For Surviving TranslatorsDon’t Read This if You’ve Been an NES JA-EN Translator for More Than 5 yearsRe-invention requires time travel‐not yet invented.
(Originally posted on January 7, 2019 by William Lise and restored here on November 28, 2024)
Observations upon reposting on November 28, 2024: Much of this points to the stark reality that translators, once a bit into their careers, cannot re-invent themselves. Redoing your CV and polishing your curated and transparent online profile is not reinvention.
The title does not mean that if you have that amount of experience you don’t need to be told the things I am going to tell you because you already know them. Rather, it means that with that number of years in JA-EN translation you almost certainly are in one of the following situations:
- you have already taken most of the following advice before you heard about it,
- you realized that you are incapable of taking the following advice, or
- you have made life decisions that preclude you from taking this advice.
Some of the things I suggest here are not for everyone and not possible for everyone. A number of pieces of advice to follow will anger some translators, particularly ones living in a bubble of their own limited experience. However, if there are even a few readers who can be convinced that there are alternatives to the inherited approach of working in the bulk market and never engaging with translation consumers, this article will have achieved something.
Move to Japan.
Yes, there are lots of reasons for not living in Japan. One I heard recently is that the spouse of a translator does not speak Japanese, thereby making a career in Japan difficult. Yes, you are at a distinct disadvantage in Japan if you don’t have Japanese language. But if you do not have such family-related restrictions, consider living in your source-language country (Japan for the NES translators I am addressing).
Living in Japan will provide a range of advantages, not the least of which is the ability to engage with consumers of writer-driven translation. Almost all of the JA-EN translators outside Japan are essentially limited to reader-driven translation, which comes with a number of disadvantages, including much lower rates, having to work with translation brokers, and very rarely ever having the opportunity to ask questions of authors.
Even if You Live in Japan, Don’t Live in a Remote Area.
Yes, there are numerous reasons and motivations for living away from urban centers in Japan. My experience tells me that NES translators who choose to live in remote areas of Japan do so for reasons such as:
- they don’t like big cities in general,
- they have a strong motivation (and sometimes an absolute requirement) to live near their Japanese spouse’s hometown or place of employment, which is quite often distant from people who can help them develop a translation career outside the bulk translation market, or
- they don’t realize that, unlike translation brokers, direct clients in Japan expect direct contact, which is expensive to achieve from a rural area in Japan.
Living in a remote area, you will not easily be able to have face-to-face contact with the people who can help you break away from the bulk translation market and into the market that serves translation consumers directly. Forget the Internet mantra of connection and the misconception that working at a distance is as good as working close to your clients. Japanese businesses that have serious translation demands and serious money to spend don’t work that way. Pressing the flesh in direct meetings is still a given.

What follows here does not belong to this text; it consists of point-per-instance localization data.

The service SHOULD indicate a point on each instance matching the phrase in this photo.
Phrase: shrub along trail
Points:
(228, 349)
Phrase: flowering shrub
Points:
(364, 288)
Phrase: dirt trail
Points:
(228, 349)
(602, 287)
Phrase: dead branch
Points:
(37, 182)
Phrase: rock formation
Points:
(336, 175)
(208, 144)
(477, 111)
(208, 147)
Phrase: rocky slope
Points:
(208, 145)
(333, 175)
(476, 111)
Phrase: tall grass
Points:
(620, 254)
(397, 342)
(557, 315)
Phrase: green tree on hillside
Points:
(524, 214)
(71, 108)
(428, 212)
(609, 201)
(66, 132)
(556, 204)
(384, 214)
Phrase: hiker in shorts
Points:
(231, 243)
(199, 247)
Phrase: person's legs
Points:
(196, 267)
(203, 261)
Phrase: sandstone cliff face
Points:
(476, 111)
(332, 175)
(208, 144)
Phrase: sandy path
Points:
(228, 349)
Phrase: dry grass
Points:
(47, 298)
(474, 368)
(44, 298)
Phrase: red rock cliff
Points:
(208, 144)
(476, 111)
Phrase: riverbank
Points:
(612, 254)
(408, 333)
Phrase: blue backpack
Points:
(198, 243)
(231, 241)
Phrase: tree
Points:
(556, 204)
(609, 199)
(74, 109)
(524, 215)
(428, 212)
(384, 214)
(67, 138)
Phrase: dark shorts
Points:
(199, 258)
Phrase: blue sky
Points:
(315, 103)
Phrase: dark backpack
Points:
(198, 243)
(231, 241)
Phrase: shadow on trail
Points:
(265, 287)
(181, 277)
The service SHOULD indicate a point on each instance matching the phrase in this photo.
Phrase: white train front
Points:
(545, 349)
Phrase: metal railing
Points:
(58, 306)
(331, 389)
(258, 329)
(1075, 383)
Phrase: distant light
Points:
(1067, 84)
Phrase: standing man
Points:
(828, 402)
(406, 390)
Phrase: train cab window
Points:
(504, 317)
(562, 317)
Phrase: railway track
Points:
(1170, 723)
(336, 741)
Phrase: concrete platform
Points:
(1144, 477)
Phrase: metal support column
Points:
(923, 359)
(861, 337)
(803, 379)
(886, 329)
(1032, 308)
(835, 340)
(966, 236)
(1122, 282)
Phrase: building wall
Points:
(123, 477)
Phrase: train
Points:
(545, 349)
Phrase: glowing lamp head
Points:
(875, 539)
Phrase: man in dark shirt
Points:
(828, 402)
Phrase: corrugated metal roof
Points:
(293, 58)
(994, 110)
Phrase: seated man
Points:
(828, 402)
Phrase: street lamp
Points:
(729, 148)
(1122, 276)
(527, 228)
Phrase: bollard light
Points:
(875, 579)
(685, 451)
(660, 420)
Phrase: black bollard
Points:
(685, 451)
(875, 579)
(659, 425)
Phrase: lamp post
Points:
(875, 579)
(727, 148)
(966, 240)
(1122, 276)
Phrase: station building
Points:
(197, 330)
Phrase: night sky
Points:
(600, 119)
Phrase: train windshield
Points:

Abandon the notion that everything you need to use is free.
The advent of the Internet did not give value to things that are free; it just made lots of things free (or apparently free) for the taking. There’s a serious difference. Here are some suggestions, some of which will be annoying to some translators who have bought into the everything-is-free approach. The next several pieces of advice are related to the cost-free approach many translators take.
Don’t use a free mail account.
Many people are wedded to the idea that there is no downside in terms of positioning to using a Gmail account. This is not a problem if you are resigned to not having translation consumers as clients, but completely inappropriate if you want to move up and out of the bottom ranks.
If you are aiming at serving translation consumers in Japan, don’t use free email services such as Gmail. Use of such accounts effectively positions you as a backpacker sleeping rough, whereas you would do better to look like you have a real suitcase and stay at real hotels. Obtaining a unique email address at your own domain is not that expensive, and goes a long way to bring you out of the crowd of backpackers.
Don’t live with your in-laws in Japan.
Certainly living at your in-laws can be very inexpensive, and some translators have painted themselves into a corner in which it might be hard to avoid (see comments on spouse hometown residence). Even if you take the easy way out, have a separate telephone line for your business. And having a family member who knows nothing of your business answer the phone is not acceptable, unless you want to create the impression that you have not only not arrived yet, but have no intention of arriving in the world of Japanese business.
Spend the time required to learn to converse in Japanese at a level expected by translation consumers.
There are certainly NES translators who have taken this advice. The reality, however, is that many more (most, in fact) have never achieved that level of spoken Japanese, and I am including those living in Japan. I would say that no more than 5% of NES translators living in Japan can speak Japanese at a level usable in a sales situation in which a direct customer (translation consumer) must be convinced that you have what it takes to do their translation work. That figure will surely be disputed by some people, but it is precisely those people who have an overblown evaluation of their own Japanese speaking ability. I’ve met a lot of NES translators and make these comments based on sufficient observation.